Hua Ma Cave is located within the Ba Bể national park. It is next to the river Lèng and is a part of Pắc Ngòi village, Ba Bể district, Bắc Kạn province. The cave could be found in the middle of the mountain, with an altitude of about 350m above sea level, there is a strange cave deep in the mountain in the south-east direction. Local people called it Ca Po - Hua Mak cave.

Hua Ma cave has a length of over 700m, with a wide and 40–50m high ceiling, containing many walls, stalactites shimmering. Visitors climb up to the mountains for about 300 meters to Hua Ma cave, 3 meters wide, 5 meters high. The surface of the cave is flat, dry, clean, occasionally there are rocky terraces, curving stone like winding terraces. Dozens of large stone columns 10–15m high in the middle of the cave, the hands are hand-carved very delicate like the pillars in ancient temples. Compared to the caves that have been discovered in Vietnam such as Huong Tich, Thien Cung, Phong Nha - Ke Bang, the Hua Mak cave is no worse than the stalactites of stalactites millions of years old. Hua Ma is also known as "Suspension Cave" because it lies in the middle of the mountain, with an entrance to the east and a passageway to the south. The cave looks down into the waters of Ba Be Lake.

From 2003 to 2004, Hua Ma cave was surveyed and put into operation tourism since 2007. Bac Kan province has invested in lighting systems and roads to the cave. Along with Ba Be lake, Pac Ngoi village, Hua Ma cave is determined to form a key tourism complex of Bac Kan province.
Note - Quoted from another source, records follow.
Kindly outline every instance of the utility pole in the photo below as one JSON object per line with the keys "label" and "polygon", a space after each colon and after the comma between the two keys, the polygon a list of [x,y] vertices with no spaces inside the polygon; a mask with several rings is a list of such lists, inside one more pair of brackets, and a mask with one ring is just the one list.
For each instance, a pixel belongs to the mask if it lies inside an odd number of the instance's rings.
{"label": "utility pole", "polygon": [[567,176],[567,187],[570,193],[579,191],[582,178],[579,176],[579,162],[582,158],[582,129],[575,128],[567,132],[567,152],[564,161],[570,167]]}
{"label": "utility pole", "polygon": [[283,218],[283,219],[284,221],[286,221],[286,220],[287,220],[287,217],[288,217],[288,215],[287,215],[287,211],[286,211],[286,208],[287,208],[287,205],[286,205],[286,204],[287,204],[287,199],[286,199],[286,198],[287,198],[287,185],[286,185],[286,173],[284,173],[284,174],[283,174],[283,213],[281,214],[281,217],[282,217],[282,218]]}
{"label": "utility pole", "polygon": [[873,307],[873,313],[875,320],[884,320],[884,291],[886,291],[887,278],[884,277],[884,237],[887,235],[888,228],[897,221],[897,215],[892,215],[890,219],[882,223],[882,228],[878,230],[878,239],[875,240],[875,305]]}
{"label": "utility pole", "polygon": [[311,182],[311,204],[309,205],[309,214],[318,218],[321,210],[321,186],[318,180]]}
==Legend of the cave Huama==
According to the people living here, the old Forest Ghost is the place where the devil reigns. In the afternoon, the cries from the cave of Hua Ma hope to shock the whole area until late at night, the people in the area no one dared to travel in that time.

On that day a royal general went on a march through here, when it came to the river Leng, it was nearly dark. The horse was about to turn to the side to rest, but strangely, when crossing the Leng River, down to the water, the horse turned his head back, echoing as if signaling something unusual. At the same time from the cave Leo, the howling, the oan soul cry out. Seeing strange things, the officer called the villagers to know that the cry is the soul of the soldiers trapped in the cave, were attacked by the cave door to die but souls are not escaped.

Understanding the situation, the chieftain camp right next to the banks of the river Leng and slaughter horses, horse head to worship heaven and earth. Strangely, when the sacrifice was finished, the inanimate voice of the deceased and then gradually disappear, where over the years have sprung up the stalactites are very special, there are places like stone flowers, there are places like Bodhisattva Avalokitesvara teaches the Tripitaka teacher to go to business, there is a place like a palace, palace in the "Palace". From there it is called "Lèn Pèn" which is Hua Ma or the local dialect called Ngo Ngua Cave means "head of house," to memorize a mysterious and legendary area of land and people here.

==Geographic value==
Over millions of years, sedimentary rocks have created spectacular stalactites and stalagmites, with many special shapes.